While there were similarities between both children like toilet training difficulties, sleep disturbances, restricted diet, difficulty transitioning, anxiousness and sensory integration disorder, their learning styles and how these challenges presented themselves required different approaches.  For example, Marc communicated using PECS; Julia used sign language. Both children had completely different therapists because their learning styles varied. Marc loved using a Time Timer; Julia felt anxious about it. Each child was motivated by something different. Marc was eager to please; Julia didn’t care what anyone thought.

When it came time to start school, Marc clearly needed a specialized setting with a high level of aide support; for Julia, an inclusive setting. The decision for these two educational settings was the right one and both flourished. Marc received more therapy for a longer period of time than Julia did. Marc had speech apraxia; Julia did not.
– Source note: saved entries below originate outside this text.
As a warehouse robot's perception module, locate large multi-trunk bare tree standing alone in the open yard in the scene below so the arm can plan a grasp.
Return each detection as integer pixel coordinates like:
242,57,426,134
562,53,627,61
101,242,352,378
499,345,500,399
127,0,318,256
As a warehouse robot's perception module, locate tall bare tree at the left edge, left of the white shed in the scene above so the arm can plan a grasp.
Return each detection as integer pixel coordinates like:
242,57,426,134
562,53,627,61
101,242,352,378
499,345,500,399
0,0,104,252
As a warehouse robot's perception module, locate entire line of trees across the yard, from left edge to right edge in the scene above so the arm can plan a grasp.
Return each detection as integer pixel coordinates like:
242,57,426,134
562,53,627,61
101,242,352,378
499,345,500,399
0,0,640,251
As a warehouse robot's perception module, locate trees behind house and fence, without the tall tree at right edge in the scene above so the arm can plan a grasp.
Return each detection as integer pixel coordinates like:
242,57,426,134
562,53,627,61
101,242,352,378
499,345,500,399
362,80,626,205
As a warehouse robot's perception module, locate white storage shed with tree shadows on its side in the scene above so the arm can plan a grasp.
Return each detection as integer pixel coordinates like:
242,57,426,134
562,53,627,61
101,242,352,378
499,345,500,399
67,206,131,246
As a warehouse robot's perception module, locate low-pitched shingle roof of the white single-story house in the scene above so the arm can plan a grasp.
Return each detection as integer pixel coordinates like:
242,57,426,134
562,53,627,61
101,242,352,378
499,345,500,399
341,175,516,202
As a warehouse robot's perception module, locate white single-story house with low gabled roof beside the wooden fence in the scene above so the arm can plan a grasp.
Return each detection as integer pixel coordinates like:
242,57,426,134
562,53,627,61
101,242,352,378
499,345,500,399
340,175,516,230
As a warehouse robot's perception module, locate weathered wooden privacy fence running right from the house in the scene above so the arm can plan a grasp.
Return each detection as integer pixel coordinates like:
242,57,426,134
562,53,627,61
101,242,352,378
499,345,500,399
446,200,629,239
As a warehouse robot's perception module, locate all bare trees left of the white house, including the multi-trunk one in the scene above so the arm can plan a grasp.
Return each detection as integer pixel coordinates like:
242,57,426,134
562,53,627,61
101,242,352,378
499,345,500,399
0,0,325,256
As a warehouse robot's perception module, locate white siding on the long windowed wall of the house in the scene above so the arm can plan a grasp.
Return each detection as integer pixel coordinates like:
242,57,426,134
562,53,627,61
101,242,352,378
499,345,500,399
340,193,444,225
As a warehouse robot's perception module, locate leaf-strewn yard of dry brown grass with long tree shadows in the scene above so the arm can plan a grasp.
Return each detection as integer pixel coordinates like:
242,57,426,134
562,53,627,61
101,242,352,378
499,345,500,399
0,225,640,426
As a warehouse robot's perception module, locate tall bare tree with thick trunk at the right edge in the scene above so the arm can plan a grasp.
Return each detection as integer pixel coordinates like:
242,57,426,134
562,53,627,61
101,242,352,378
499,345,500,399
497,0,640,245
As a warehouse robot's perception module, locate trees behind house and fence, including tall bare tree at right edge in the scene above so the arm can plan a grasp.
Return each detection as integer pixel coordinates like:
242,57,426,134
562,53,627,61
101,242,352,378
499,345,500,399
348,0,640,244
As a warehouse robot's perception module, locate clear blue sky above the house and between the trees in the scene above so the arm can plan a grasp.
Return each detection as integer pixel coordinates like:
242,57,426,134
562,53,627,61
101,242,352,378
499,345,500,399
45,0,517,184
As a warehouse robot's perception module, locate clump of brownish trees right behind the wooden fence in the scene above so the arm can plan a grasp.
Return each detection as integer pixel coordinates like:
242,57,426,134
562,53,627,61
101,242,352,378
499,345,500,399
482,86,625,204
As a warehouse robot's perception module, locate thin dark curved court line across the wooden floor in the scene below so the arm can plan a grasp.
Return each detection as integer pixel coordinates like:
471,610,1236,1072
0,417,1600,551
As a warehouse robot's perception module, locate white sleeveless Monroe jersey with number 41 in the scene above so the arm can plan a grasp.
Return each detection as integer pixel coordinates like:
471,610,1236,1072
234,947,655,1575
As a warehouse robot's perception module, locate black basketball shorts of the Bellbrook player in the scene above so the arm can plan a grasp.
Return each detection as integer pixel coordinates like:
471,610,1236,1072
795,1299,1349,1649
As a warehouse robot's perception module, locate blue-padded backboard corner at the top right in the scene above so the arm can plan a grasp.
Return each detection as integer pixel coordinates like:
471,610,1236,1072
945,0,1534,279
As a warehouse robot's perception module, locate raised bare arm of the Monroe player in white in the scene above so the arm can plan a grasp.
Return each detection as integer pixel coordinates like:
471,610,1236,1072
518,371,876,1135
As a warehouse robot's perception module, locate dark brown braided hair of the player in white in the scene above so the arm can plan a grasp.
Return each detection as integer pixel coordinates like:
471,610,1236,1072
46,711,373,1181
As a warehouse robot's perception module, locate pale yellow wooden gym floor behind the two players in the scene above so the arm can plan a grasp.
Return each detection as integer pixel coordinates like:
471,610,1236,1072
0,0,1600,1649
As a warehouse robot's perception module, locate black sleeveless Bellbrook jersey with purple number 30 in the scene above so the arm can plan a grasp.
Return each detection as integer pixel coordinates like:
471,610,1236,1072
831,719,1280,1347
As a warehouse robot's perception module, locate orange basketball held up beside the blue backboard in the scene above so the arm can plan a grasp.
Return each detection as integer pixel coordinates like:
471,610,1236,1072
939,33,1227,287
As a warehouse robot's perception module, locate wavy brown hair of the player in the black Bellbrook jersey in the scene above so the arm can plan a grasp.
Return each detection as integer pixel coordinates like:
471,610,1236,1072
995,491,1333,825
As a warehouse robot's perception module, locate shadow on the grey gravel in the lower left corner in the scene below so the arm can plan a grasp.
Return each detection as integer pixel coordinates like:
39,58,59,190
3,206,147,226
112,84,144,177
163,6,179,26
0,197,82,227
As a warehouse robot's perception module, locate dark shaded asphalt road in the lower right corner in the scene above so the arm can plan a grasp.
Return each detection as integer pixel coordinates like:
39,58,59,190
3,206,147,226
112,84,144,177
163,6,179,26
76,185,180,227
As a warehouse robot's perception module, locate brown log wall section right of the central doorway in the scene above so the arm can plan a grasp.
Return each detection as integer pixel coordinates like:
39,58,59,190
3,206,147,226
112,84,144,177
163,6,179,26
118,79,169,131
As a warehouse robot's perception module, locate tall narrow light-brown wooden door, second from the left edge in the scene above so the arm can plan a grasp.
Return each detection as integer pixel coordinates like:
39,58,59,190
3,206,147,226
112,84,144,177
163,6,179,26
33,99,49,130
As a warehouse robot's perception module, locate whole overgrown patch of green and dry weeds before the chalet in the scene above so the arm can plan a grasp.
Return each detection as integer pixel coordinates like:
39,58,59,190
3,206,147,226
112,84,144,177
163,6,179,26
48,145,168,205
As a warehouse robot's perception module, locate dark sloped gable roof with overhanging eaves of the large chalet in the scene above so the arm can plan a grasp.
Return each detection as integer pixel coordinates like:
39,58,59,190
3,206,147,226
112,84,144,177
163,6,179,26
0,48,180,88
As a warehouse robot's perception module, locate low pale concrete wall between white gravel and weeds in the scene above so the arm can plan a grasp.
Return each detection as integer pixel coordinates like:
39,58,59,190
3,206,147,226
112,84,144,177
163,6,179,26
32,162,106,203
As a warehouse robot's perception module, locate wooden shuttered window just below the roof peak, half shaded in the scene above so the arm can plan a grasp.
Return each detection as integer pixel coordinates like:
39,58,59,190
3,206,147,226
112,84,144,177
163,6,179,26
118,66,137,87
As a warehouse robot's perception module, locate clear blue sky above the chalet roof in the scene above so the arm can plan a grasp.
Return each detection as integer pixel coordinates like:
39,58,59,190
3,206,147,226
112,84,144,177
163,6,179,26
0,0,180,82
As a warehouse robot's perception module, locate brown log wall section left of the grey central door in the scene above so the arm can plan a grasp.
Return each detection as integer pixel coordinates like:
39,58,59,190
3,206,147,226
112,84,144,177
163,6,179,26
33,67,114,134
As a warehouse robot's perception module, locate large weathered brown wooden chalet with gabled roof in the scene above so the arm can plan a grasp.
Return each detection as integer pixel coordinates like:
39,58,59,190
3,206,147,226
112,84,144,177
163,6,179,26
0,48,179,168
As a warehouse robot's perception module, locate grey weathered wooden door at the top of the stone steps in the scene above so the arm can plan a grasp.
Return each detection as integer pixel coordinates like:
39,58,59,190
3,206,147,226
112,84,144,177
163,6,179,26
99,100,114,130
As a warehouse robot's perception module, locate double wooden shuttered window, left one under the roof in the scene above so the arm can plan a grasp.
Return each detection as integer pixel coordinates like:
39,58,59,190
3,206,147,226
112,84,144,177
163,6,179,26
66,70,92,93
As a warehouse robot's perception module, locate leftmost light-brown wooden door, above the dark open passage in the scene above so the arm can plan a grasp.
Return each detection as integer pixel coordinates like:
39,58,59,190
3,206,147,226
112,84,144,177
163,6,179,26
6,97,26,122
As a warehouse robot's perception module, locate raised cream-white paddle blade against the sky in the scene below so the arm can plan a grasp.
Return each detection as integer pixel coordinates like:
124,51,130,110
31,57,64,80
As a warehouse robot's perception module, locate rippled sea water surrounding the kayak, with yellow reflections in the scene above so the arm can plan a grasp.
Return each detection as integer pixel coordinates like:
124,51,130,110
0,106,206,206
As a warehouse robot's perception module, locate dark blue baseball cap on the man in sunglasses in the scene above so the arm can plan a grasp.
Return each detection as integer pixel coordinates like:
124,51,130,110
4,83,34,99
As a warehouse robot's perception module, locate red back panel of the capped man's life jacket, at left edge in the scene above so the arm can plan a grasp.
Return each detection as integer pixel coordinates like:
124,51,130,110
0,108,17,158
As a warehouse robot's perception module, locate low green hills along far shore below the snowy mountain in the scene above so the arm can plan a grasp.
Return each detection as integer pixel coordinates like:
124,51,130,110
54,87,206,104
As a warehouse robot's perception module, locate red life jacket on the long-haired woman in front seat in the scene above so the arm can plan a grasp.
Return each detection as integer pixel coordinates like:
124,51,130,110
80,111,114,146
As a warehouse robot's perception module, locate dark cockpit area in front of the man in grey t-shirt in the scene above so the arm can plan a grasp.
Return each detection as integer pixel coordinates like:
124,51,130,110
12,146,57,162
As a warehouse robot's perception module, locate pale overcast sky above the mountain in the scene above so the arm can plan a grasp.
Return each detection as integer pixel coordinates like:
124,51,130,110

They are both in high school and are now in the same specialized setting although Julia can handle more independence. Each follows a curriculum designed with their needs in mind.

While the original diagnosis sent me into despair, I have seen a beautiful friendship develop between Marc and Julia over time – something that many people with autism struggle to find.

They are best friends and rarely have a disagreement. They are interested in each other’s passions. They are willing to try what makes the other one happy. The most important thing for them is to be together, whatever the activity. Even though they have such different needs, I am impressed how they fold into each other’s daily routines. Julia takes on more of a caregiver role with Marc, and he is happy to be cared for by her. Marc can interpret every whine and facial expression Julia makes, and she does the same for him.

Having two children on the spectrum has taught me how unique each child is even with the same diagnosis. Boys and girls present differently. You have to be flexible in your therapeutic approach because what works for one child doesn’t for the other one. You have to develop different strategies for each child. You can learn from your mistakes on the first go-round and adjust for the second child. I read many books emphasizing different approaches to find information on what I could try for each child.

Expectations change with raising multiples – not only for the children, but for yourself. I am an expert at self-preservation because I know how hard it is to keep two children with autism happy and healthy. I need to be as fit and well-rested as I can be to tackle each day. Nothing has come easily, but I want to encourage new parents facing a second diagnosis that it’s not the end of the world. Just remember that each child has unique needs and what worked for one child may not work for the second or the third. It is easier for us to adapt to the children than the other way around, so develop flexible thinking. Learn what is motivating for each child, how they communicate, what their learning style is. As the saying goes, if you’ve met one child with autism, you’ve met one child with autism and this applies to children within the same family too.

At the start of my multiple autism diagnosis journey, I thought this was the worst thing that could happen, but now I wouldn’t want it any other way.

Marc and Julia will always be together and have each other. They take delight in each other’s company. They accommodate and respect each other’s difficulties and preferences. Julia is stronger physically and better with life skills, but Marc has better academic skills and is less socially anxious when in public. Alone they might have never developed the communication and support skills that they have learned with each other. Together they are stronger and make an excellent life-long support team.